Read-your-writes consistency: replicas, routing, and session tokens

You ship a profile update. The API returns 200 OK. The user hits refresh—and the old email flashes back for a second before the new one appears. Support tickets say the product “does not save.” Your traces show healthy writes to the primary and reads served from a replica that is milliseconds behind. That gap is long enough to violate read-your-writes consistency: the guarantee that a session observes its own prior writes in order.

This is not an academic concern. It shows up in multi-AZ relational databases, managed Postgres read replicas, global DynamoDB or Cassandra-style deployments, and any stack that separates write and read paths for throughput. The fix is rarely “turn off replicas”; it is routing, tokens, and cache rules that align the user’s read with the data their write just touched.

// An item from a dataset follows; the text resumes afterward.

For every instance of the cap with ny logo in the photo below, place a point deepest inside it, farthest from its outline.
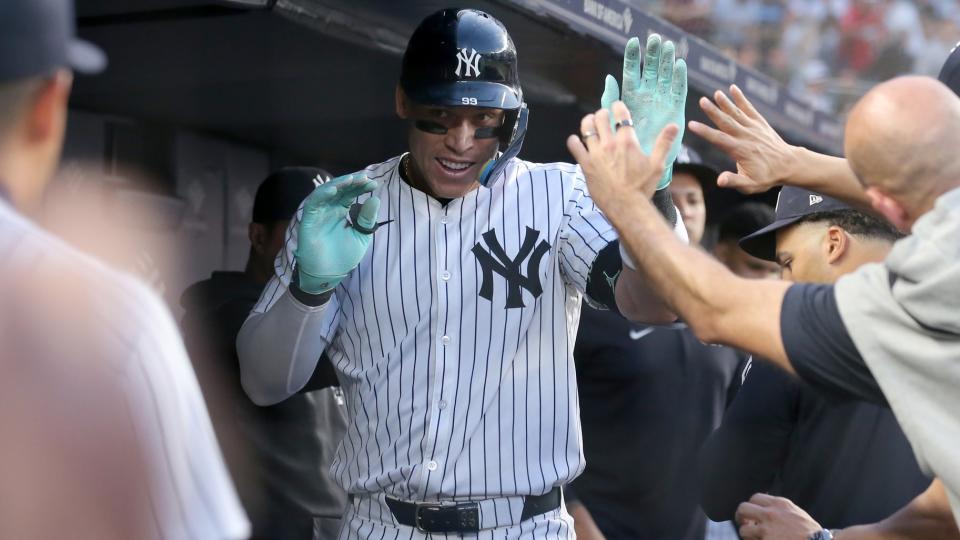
(37, 37)
(793, 204)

The patterns below are the ones I reach for when helping teams harden production APIs where UX expectations are stronger than what “eventually consistent” quietly promises.

What “read-your-writes” means in practice

Read-your-writes (RYW) is a session-centric guarantee: for a given client session (however you define it), after a successful write W, any subsequent read R in that session should reflect W and earlier writes from the same session—not necessarily every write in the world, but this actor’s causal history from their perspective.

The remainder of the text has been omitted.